Calculating Divergent Paths on Subtending Rings

Question

I need to calculate two paths from A to B in the following graph, with the constraint that the paths can't share any edges:

hmm, okay, can't post images, here's a link.

All edges have positive weights; for this example I think we can assume that they're equal. My naive approach is to use Djikstra's algorithm to calculate the first path, shown in the second graph in the above image.

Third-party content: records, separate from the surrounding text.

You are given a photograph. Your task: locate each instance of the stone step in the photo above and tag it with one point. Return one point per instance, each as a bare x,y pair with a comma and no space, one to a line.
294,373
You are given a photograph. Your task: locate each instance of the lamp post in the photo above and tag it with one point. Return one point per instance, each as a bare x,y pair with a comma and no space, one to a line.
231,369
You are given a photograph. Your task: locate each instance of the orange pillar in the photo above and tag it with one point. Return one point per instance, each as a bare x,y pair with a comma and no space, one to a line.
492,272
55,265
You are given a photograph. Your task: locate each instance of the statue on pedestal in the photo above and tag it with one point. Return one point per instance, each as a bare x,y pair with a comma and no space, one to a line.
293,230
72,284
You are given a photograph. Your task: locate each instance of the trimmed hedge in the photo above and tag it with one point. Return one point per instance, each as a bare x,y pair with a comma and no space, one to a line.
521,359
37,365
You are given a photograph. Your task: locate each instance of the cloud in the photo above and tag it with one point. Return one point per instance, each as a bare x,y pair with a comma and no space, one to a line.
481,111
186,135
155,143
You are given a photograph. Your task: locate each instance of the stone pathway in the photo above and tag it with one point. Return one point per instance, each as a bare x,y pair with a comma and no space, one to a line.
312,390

Then I remove the edges from the graph and try to calculate the second path, which fails. Is there a variation of Djikstra, Bellman-Ford (or anything else) that will calculate the paths shown in the third diagram above? (Without special knowledge and removal of the subtending link, is what I mean)

Answer 1

What you are looking for is edge-disjoint paths. Menger's Theorem will give you the maximum number of edge-disjoint paths. To find the shortest pair, take a look at the Edge disjoint shortest pair algorithm:

1. Run the shortest pair algorithm for the given pair of vertices
2. Replace each edge of the shortest path (equivalent to two oppositely directed arcs) by a single arc directed towards the source vertex
3. Make the length of each of the above arcs negative
4. Run the shortest path algorithm (Note: the algorithm should accept negative costs)
5. Erase the overlapping edges of the two paths found, and reverse the direction of the remaining arcs on the first shortest path such that each arc on it is directed towards the sink vertex now. The desired pair of paths results.